![](images/wiki.gif) | ApacheYahoo |
WebHome | UnixGeekTools | Geekfarm | About This Site
Pointers
my notes from ApacheCon 2005
yahoo is really big
- 411M unique visitors per month
- 191M active registered users
- 11.4M fee-paying customers
- 3.4B average daily pageviews
yapache
- yahoo's modified version of apache
- pronounced why-apache
- based on 1/3 - port to 2.2 in 2006
supressing HTTP Server header
- Server: Apache/1.3.3 (UNIX) ......
- header is generally useful for debugging
- NOTE: windows media server - won't play stream without server header
- security - security through obscurity
- bandwidth conservation - really adds up
- apache license forbids calling derived projects "apache"
- the real reason - history - "netscape guide by Yahoo"
- business agreement with netscape
why still using 1.3?
- yahoo added gzip support in 1998
- performs really well
- very stable
- competent with the code base
- don't need no stinkin' threads anyways
what's wrong with threads
- too hard for most programmers to use
- even for experts, development is painful
- prefork MPM R00LZ!
- prefer processes over thread
- better fault isolation
- one child crashes, only a single user gets disconnected
- better programming model for C/C++
- private data by default
- shared data requires extra work - ( mmap + syncronization )
logfiles
- common log format problems
- no standard place to put cookies, ad ids, request duration
- time spent on formatting
- escaping unsafe chars (\")
- format timestamps to human readable timestamp
- when parsing, convert back to time_t
- don't bother logging 200 status code - wasted bytes
- HTTP protocol version in %r - do we really care if 1.0 or 1.1?
yapache Access Log
- IP
- request time
- request duration
- bytes sent
- uri + http host
- http method (+content-length if POST/PUT)

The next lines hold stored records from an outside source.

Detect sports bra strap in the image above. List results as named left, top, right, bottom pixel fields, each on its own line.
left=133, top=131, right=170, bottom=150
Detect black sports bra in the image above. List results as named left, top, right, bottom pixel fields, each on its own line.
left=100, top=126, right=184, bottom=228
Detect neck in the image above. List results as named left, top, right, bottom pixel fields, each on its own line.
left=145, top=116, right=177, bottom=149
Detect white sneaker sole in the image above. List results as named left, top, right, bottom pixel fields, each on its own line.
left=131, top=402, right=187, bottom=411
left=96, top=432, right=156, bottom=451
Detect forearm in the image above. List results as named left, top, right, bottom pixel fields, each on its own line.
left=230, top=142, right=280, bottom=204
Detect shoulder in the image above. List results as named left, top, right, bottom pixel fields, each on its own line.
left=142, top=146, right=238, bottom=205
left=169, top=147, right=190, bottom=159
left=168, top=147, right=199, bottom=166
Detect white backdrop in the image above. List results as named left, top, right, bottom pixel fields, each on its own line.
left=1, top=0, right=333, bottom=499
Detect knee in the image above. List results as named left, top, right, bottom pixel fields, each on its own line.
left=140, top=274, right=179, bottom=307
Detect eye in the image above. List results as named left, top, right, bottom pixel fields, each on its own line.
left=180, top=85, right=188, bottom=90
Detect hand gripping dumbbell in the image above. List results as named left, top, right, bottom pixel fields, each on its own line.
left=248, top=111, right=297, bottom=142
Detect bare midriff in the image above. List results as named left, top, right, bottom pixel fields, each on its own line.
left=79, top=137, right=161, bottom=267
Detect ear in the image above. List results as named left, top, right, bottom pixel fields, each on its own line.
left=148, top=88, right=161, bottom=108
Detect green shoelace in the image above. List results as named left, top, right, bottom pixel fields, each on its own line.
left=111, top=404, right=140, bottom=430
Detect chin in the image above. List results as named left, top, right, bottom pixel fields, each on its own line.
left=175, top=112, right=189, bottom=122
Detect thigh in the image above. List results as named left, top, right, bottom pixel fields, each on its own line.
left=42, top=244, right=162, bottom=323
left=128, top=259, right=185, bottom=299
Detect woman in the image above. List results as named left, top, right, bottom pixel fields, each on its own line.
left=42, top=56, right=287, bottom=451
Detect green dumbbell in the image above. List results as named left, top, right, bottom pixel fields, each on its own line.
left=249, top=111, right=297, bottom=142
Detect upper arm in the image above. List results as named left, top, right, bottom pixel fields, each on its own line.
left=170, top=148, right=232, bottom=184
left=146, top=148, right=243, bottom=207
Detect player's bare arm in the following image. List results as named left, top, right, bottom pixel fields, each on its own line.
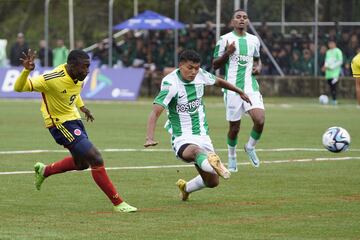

- response stats (only if not 200 OK)
- Cookies
- User-Agent
- Referer
- Ad IDs
- User defined... see slide
- one request per line
- first 32 bytes
- numberic values in hex followed by URI
- no delimiter
- others followed by ^E delimited named fields
Signal-free Log Rotation
- no signals or pipes
- rotate logfiles by renaming them
- stat() logfile every 60 seconds
- if inode changed, close and re-open
- during 60 second interval, child procs may write to either logfile
- log directory must be writable by User
bandwidth reduction
- smaller 30x response bodies significantly reduced
- user will never seen, agent will never render
- can't have a blank body - some user agents don't deal
- on-the-fly gzip
- similar in spirit to mod_deflate
- prereq - http/1.1, Accept-Encoding: gzip, IE 6+ or Mozilla 5+
- Disabled when CPU < 10% idle
- gzip level 6 - a little more cpu, but worth it
how many servers?
- StartServers, MaxServers, etc.
- MaxClients - the only one that matters
- everything else is relative
- constant pool size is good
- start all MaxClients servers at once
- put host in load-balancer rotation
- never kill off idle servers
- any servers killed by MaxRequestsPerChild still get replaced
- for 99% of sites, MaxClients is sufficient
- yapache - Min/Max/StartServers are disabled
- MaxClients usually set < 100
waiting for the client sucks - blocking
- let the kernel do the buffering
- large SendBufferSize - 224k
- NO_LINGCLOSE
- SO_ACCEPTFILTER with "httpready"
- apache won't wake up from accept() until a full HTTP GET request has been buffered by kernel
- Entire request present in first read()
- Apache child processes able to do useful work immediately
- more efficient use of server pool
- SendBufferSize - 229376
- to go higher, adjust kernel tunable - kern.ipc.maxsockbuf (FreeBSD)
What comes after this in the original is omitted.